Olho à volta e os meus comensais tiram o pão indiscriminadamente, sendo que a maioria dos que come pão o tira do lado que está à sua direita. A uma dada altura alguém reclama - ou apenas levanta uma interrogação - e eu explico (foi o cansaço que me levou à explicação, não a genica educativa): "o prato do pão está sempre à esquerda, porque os copos estão sempre à direita." E acrescento: "o protocolo tem sempre por trás uma razão lógica". As pessoas acham graça e há alguém que diz: "mas se tirarmos todos do mesmo lado - mesmo que seja do lado direito - então está tudo bem." O meu cansaço aumenta: "Não. O lado do prato do pão não é opcional; já o guardanapo fica do lado direito ou do lado esquerdo, consoante uma tradição francesa ou inglesa." Os meus colegas riem-se, e dizem que é por isso que eu sou presidente de uma organização mundial. 

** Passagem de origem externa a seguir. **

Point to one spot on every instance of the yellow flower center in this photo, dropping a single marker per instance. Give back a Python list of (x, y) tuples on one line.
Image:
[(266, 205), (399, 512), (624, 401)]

Não há aqui elitismo, mas um olhar sociológico. Será que as pessoas, apesar de urbanas, sabem o que é um prato do pão, a etiqueta, o protocolo, as razões por trás das coisas serem feitas assim ou assado? E saberão que estas coisas também são importantes, para não cairmos numa certa cafrealização?  

***

Quando comecei nestas andanças internacionais cruzava-me com um israelita. Perguntei-lhe um dia: "não comes porco?" E ele respondeu: "claro que como!".  Agora tenho um colega sul-africano que é judeu. Percebi isso quando o convidei para um webinar a um sábado e ele recusou, dizendo que a religião dele não permitia. Voltei a perceber quando ele disse que chegaria mais tarde a esta conferência internacional por causa do ano novo judeu.

Sábado, no final de uma sessão, o meu colega quer fazer uma pergunta. Sugerem-lhe que se aproxime do microfone mas alguém diz que ele não pode, por causa da religião. Fui tentar perceber o que tinha o microfone a ver com o ser judeu. A resposta foi simples: é sábado, e os judeus não podem fazer nada que se assemelhe a trabalho; ora, aproximar-se de um microfone e fazer uma pergunta é considerado trabalho. Fazer em voz alta não é. Estamos sempre a aprender qualquer coisa.

JdB 

1 comentário:

Anónimo disse...

1o. Sempre houve, há e haverá protocolos: regras criadas por uma sociedade. E que não são perigosas para esta.
2o. Todas as religiões cultivam patetices se forem deixadas aos humanos.